De volta ao Brasil, Dilma reforçará o tom desse discurso, que tende a jogar para o colo do PSDB o engavetamento de investigações num passado não muito distante. A presidente voltará ao Planalto no mesmo dia da sessão da CPI da Petrobrás no Congresso, que será agitada pela oposição.

Ministério. Dilma também vai se reunir com dirigentes de partidos aliados, ainda nesta semana. Ela tenta montar o xadrez da composição do novo ministério - mas os aliados prometem cobrar mais caro para reforçar o apoio ao governo.

Ela já avisou que a primeira definição será o novo ministro da Fazenda. "É a escolha de Sofia", resumiu a presidente, antes de embarcar para a Austrália.

Para o ex-presidente Luiz Inácio Lula da Silva, a escolha do sucessor de Guido Mantega é difícil porque o perfil de quem pode assumir a vaga está em falta no mercado. "Quando eu era oposição, reunia uns 30 economistas para discutir os problemas do País. Hoje, a gente conta aí uns três", disse ele, em recente reunião com senadores do PT, ao lembrar que muitos de seus interlocutores envelheceram e outros não aceitam essa tarefa.

Na lista dos cotados ainda para a Fazenda estão o ex-presidente do Banco Central Henrique Meirelles - o preferido de Lula -, o ex-secretário executivo da Fazenda Nelson Barbosa, o presidente do Banco Central, Alexandre Tombini, e do Bradesco, Luiz Carlos Trabuco.

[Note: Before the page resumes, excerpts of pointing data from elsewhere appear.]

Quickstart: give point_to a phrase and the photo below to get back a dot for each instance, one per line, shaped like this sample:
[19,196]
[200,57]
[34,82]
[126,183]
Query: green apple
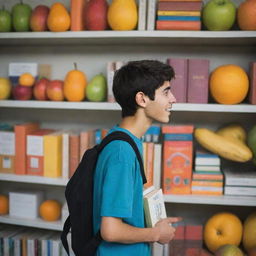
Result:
[219,15]
[5,21]
[96,89]
[21,17]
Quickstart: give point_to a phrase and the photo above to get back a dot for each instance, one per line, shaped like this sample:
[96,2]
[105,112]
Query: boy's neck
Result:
[137,124]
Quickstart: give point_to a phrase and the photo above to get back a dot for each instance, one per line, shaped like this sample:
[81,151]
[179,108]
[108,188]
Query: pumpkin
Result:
[229,84]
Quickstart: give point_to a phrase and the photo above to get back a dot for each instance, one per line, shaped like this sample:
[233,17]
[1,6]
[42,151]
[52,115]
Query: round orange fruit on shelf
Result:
[4,205]
[229,84]
[26,79]
[50,210]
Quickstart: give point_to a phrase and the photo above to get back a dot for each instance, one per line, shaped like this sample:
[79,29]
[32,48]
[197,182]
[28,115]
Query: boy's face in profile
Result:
[159,108]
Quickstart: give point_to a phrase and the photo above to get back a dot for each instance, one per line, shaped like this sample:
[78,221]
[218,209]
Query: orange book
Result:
[177,167]
[21,131]
[149,164]
[35,151]
[74,152]
[178,25]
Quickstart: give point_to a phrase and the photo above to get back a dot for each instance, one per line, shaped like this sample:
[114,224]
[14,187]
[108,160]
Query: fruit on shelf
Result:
[58,19]
[228,148]
[123,15]
[39,89]
[5,88]
[21,13]
[20,92]
[229,250]
[229,84]
[251,139]
[222,228]
[38,19]
[246,15]
[5,20]
[249,232]
[50,210]
[74,85]
[219,15]
[96,90]
[4,204]
[54,90]
[95,15]
[26,79]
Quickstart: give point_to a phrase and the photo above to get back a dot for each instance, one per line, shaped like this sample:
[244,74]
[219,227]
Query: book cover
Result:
[252,90]
[154,207]
[151,15]
[179,83]
[180,6]
[142,15]
[35,151]
[53,155]
[21,132]
[178,25]
[198,77]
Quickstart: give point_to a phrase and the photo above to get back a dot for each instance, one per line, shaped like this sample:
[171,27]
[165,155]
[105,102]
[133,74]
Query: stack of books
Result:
[240,178]
[179,15]
[207,178]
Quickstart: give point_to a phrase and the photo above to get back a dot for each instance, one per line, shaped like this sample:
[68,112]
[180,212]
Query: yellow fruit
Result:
[229,84]
[228,148]
[5,88]
[222,228]
[50,210]
[122,15]
[26,79]
[249,233]
[4,205]
[58,19]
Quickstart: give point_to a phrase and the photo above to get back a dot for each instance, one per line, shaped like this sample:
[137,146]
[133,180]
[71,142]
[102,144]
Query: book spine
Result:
[180,6]
[178,25]
[179,84]
[198,76]
[252,91]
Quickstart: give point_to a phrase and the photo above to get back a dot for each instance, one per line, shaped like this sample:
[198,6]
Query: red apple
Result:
[20,92]
[54,90]
[39,89]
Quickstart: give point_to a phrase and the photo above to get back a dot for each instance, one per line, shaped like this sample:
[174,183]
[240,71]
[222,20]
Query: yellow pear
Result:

Alvo de críticas até mesmo no PT, o secretário do Tesouro, Arno Augustin, responsável pelas chamadas "pedaladas fiscais", também deve ser deslocado de posto. Dilma gosta de Arno, e estuda agora transferi-lo para a presidência da Itaipu Binacional.

Os percalços na economia têm ainda um ingrediente político. O Planalto depende do Congresso para aprovar o projeto de lei que desconte da meta do superávit primário - economia de gastos para pagamento dos juros da dívida pública - as despesas com o Programa de Aceleração do Crescimento (PAC) e com as desonerações tributárias.

Há ainda a tentar vencer a articulação do líder do PMDB na Câmara, Eduardo Cunha (RJ), desafeto de Dilma, para ser presidente da Casa. "O presidente da Câmara não é para defender o governo, mas também não é para atacar", emendou Arlindo Chinaglia (SP), que deve ser o candidato do PT para enfrentar Cunha. "Tudo indica que teremos muita emoção pela frente".